How to start a health and fitness journey at an old age? Rather than focusing on goals that seem unattainable or untenable to you, you are better off focusing on lifestyle activities that will keep you active and exploring – and having fun.

Connie Smith, director of healthy lifestyles at Florida’s First Coast YMCA, says to try something new.

“Try something different that you’ve never done before, each month, and it will keep you going,” says Smith.

The Centers for Disease Control and Prevention (CDC) and the American Heart Association recommend that adults of all ages get 150 minutes of exercise per week (1, 2).
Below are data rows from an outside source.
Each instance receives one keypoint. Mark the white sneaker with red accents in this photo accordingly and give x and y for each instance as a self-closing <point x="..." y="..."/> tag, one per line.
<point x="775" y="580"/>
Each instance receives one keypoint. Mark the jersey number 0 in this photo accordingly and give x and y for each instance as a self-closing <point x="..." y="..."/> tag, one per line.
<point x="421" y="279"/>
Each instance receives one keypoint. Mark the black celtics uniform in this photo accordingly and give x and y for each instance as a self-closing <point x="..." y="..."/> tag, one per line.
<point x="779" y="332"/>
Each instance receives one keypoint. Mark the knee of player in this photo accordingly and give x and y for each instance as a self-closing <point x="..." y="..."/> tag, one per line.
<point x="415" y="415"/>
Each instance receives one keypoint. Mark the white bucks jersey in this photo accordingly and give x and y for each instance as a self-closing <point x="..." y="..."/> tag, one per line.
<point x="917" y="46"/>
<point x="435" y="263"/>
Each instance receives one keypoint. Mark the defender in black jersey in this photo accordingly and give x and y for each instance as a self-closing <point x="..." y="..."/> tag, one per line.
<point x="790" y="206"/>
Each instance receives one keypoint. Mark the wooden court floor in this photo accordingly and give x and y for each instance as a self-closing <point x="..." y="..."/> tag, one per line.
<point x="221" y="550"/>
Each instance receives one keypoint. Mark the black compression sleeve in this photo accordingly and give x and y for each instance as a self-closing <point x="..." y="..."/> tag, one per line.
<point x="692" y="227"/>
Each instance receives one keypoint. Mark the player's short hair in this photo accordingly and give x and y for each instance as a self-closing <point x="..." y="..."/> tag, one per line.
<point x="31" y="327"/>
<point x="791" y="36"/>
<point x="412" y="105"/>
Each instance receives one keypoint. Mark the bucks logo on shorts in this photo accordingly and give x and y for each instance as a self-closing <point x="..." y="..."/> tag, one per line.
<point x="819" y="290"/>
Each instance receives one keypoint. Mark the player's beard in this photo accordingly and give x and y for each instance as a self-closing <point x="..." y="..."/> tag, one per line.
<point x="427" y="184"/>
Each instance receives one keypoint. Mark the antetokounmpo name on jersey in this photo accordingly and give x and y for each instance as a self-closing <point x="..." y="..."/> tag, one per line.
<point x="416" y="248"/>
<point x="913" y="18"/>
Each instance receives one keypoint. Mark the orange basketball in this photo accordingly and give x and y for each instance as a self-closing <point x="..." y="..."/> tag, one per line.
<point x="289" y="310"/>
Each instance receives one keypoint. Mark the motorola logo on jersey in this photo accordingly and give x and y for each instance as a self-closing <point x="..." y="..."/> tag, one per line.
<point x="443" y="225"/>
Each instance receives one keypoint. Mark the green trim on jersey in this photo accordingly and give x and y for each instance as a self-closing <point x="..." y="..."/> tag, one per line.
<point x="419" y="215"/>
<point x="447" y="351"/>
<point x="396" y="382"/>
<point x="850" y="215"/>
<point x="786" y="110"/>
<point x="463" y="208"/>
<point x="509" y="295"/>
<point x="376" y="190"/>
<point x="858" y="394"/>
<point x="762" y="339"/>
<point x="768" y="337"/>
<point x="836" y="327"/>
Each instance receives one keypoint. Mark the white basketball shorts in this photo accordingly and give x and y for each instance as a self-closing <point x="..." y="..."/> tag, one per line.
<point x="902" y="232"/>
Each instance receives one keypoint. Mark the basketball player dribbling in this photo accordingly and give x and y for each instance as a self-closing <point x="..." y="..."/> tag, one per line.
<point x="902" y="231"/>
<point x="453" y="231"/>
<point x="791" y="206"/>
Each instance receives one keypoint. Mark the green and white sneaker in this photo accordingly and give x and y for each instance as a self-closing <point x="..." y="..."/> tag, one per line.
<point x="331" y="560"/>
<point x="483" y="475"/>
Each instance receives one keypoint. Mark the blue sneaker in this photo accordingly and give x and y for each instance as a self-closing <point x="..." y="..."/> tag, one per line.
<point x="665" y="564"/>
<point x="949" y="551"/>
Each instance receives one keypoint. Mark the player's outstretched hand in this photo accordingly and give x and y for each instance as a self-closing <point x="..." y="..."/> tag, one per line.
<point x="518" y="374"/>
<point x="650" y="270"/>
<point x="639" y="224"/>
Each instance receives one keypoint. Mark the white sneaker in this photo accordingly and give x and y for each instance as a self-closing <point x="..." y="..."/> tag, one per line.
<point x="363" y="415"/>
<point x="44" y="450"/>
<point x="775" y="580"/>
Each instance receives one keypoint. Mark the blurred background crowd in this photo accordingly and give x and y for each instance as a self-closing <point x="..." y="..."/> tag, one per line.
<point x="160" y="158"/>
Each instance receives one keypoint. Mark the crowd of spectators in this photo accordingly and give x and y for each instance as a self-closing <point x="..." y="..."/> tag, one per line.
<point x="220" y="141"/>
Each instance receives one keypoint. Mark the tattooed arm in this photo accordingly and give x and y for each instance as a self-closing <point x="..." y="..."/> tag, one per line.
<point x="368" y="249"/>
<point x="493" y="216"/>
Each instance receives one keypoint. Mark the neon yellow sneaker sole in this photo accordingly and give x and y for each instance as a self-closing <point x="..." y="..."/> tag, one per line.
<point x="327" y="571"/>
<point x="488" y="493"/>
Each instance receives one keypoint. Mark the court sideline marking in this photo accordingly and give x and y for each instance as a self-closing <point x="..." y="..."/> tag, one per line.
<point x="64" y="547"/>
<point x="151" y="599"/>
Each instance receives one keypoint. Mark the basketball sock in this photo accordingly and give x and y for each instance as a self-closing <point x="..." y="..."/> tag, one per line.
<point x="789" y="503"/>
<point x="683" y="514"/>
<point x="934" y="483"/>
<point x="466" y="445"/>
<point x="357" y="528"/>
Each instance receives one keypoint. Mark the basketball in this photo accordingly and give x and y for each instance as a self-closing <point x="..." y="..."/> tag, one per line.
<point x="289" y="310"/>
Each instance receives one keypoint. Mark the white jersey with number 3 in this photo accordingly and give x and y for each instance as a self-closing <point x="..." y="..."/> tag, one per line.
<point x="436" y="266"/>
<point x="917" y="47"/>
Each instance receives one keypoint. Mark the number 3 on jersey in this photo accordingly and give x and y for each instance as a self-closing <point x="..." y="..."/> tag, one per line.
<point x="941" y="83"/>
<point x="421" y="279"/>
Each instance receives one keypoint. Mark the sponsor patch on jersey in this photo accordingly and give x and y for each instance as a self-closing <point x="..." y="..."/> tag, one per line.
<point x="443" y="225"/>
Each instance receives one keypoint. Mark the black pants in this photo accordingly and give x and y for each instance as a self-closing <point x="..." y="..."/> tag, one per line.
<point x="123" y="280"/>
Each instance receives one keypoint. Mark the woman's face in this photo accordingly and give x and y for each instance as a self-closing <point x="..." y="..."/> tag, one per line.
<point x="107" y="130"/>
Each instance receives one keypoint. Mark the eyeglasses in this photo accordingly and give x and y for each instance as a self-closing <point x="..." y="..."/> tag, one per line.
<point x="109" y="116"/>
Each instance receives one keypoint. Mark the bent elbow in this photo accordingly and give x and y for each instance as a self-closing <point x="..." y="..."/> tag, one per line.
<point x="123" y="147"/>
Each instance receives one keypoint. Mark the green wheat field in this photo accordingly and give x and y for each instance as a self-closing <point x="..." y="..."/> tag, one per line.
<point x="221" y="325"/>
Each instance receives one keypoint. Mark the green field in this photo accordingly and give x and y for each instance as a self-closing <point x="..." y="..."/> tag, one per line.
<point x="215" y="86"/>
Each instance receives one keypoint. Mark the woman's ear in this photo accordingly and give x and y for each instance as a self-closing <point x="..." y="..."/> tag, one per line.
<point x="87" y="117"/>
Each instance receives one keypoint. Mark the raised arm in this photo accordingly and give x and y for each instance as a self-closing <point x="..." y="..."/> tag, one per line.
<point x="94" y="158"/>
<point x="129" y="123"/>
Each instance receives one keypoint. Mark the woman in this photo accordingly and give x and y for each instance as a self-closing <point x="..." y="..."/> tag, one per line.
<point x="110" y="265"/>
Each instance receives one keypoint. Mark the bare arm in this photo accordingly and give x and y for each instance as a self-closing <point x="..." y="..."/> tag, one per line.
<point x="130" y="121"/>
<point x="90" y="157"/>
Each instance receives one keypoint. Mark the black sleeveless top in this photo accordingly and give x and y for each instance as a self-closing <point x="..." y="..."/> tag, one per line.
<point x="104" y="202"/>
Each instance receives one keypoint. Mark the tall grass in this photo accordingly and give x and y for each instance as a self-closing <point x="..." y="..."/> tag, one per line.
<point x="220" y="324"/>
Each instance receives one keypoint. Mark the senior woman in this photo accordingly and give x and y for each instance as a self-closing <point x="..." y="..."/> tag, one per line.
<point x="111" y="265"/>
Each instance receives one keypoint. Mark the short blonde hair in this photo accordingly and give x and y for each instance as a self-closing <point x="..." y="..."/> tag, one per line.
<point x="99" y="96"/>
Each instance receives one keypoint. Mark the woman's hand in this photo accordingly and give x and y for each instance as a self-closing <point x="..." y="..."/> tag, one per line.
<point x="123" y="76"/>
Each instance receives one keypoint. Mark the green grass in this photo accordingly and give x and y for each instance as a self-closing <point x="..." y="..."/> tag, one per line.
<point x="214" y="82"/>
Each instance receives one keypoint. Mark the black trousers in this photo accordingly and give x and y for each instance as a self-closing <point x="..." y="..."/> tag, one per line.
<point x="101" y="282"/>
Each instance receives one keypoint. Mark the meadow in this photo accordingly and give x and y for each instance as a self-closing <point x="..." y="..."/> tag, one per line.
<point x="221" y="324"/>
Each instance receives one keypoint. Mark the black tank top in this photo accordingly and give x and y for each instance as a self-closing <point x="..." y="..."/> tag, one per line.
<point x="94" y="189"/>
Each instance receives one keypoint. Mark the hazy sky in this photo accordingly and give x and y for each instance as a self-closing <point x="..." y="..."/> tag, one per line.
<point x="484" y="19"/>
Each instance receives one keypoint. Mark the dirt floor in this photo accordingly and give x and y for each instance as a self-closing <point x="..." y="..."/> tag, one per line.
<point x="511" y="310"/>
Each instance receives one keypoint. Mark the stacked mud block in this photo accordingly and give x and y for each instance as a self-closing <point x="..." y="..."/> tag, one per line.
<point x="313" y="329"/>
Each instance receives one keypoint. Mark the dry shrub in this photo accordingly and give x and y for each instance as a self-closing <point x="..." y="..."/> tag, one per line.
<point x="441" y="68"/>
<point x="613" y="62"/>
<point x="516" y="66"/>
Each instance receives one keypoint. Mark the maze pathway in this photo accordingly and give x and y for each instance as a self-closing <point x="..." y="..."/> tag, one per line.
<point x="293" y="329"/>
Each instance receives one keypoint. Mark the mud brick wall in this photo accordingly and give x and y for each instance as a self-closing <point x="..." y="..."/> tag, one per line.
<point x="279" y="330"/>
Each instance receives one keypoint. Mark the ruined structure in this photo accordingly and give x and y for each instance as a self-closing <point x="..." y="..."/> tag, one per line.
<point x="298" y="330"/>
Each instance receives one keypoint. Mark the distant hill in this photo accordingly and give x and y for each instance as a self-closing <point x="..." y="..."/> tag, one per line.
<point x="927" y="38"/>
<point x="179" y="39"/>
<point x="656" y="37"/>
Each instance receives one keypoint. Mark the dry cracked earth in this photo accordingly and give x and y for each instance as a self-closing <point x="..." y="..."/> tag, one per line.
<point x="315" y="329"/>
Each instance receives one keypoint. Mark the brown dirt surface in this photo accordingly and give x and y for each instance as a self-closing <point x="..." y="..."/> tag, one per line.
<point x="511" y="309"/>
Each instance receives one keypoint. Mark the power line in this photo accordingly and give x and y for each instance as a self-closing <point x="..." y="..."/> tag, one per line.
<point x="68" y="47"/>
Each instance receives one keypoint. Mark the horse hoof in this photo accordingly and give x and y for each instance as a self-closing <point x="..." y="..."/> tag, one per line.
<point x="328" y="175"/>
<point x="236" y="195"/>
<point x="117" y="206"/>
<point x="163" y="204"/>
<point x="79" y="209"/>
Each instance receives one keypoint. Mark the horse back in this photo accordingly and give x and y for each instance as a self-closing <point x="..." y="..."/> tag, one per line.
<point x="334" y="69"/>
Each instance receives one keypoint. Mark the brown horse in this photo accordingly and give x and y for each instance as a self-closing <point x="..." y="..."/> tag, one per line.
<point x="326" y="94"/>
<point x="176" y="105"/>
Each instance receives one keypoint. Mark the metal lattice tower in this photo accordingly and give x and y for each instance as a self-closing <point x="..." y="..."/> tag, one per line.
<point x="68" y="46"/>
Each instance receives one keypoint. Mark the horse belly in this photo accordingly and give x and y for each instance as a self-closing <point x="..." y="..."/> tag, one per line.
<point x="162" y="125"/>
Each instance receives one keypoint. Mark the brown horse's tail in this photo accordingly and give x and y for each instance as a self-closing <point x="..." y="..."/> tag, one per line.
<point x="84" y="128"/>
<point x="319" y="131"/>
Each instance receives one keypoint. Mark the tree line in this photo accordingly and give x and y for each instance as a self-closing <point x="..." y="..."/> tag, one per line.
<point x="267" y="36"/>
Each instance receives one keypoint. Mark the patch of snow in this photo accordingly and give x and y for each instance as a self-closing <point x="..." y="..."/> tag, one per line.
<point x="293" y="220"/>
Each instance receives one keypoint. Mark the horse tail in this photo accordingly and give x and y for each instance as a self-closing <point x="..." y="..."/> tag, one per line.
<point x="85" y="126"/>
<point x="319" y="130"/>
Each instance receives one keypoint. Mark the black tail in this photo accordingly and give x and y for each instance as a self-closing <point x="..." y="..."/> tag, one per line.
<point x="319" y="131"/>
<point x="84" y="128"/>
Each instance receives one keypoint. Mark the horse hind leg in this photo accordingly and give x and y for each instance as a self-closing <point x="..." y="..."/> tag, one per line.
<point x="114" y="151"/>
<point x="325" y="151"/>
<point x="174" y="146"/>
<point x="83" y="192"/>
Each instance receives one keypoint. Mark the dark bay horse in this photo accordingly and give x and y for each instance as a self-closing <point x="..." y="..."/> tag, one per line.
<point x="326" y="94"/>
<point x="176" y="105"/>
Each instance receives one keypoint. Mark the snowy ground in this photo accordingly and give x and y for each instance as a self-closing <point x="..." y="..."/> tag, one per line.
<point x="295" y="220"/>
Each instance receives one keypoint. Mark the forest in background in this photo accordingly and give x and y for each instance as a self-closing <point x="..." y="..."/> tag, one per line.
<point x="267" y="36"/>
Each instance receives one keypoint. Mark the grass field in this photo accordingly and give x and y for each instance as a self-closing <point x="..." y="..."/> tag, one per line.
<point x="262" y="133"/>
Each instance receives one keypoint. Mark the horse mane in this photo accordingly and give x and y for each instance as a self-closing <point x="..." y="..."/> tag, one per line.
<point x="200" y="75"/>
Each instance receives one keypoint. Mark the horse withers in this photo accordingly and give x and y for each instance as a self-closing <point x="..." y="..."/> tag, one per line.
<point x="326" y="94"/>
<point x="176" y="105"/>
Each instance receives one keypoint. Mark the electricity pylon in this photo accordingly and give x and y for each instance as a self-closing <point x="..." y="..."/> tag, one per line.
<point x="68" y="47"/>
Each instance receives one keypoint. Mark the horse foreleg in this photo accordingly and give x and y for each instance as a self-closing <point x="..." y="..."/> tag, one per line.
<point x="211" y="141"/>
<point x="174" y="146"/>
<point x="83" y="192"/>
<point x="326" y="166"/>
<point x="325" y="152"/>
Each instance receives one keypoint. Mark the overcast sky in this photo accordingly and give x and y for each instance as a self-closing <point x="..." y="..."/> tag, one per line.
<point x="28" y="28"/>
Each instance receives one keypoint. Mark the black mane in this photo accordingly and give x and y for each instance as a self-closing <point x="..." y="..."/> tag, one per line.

But don’t let the large numbers overwhelm you before you start. If you start small and find out what you like, you’ll find that there is an exercise for you that doesn’t even sound like an exercise.

Here are some ideas to get you started.

Don’t be intimidated into shedding some weight. Strength training, strength training, or resistance training – however you want to refer to it – are essential for optimal health.

Older people particularly benefit from a reduced risk of injury and falls, greater ease in daily tasks and improved mood, mobility and mental function, all thanks to the ‘strength training (3).

“It helps with living,” said Jermaine Solomon, personal trainer and owner of Maximum Effort Fitness & Performance Training.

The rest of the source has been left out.